Journal: PLOS digital health
Published Date:

Abstract

Metabolic dysfunction-associated steatotic liver disease (MASLD) is highly prevalent yet often underdiagnosed or undertreated in primary care due to asymptomatic early disease, uneven uptake of non‑invasive tests, limited elastography access, competing clinical priorities, and persistent challenges in sustaining lifestyle modification even after risk is recognized. This opinion introduces ATLAS‑Liver (Adaptive Triage and Learning Agent Suite for Liver disease) as a conceptual reference architecture, not a validated system, for how agentic artificial intelligence (AI) could support guideline‑aligned MASLD pathways by integrating risk estimation, explainability, calibration and fairness monitoring, curated guideline retrieval, and clinician‑retained decision authority within routine workflows. ATLAS‑Liver distinguishes between currently feasible components (e.g., probabilistic models using routine EHR data, local explanation layers with appropriate caveats, subgroup calibration checks, and version‑controlled guideline repositories) and aspirational elements such as dynamic retrieval‑augmented guidance, continuous drift surveillance, and automated agent‑level disagreement resolution.
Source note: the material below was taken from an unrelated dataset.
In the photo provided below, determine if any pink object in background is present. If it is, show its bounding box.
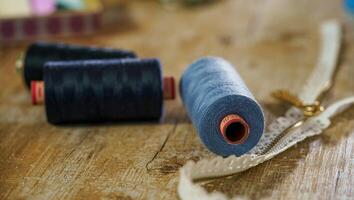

The framework is intended to complement established sequential pathways such as FIB‑4 followed by elastography rather than replace them, offering potential value through improved workflow integration, transparency, follow‑through coordination, and equity monitoring. We situate ATLAS‑Liver within emerging work on AI agents in chronic liver disease while emphasizing its primary‑care orientation and governance‑focused design. We outline key implementation considerations as well as patient‑facing needs such as explanation formats, communication preferences, and support for lifestyle adherence. We acknowledge substantial limitations including lack of empirical validation. ATLAS‑Liver is offered as a hypothesis‑generating framework to guide responsible exploration of agentic AI in primary care MASLD pathways.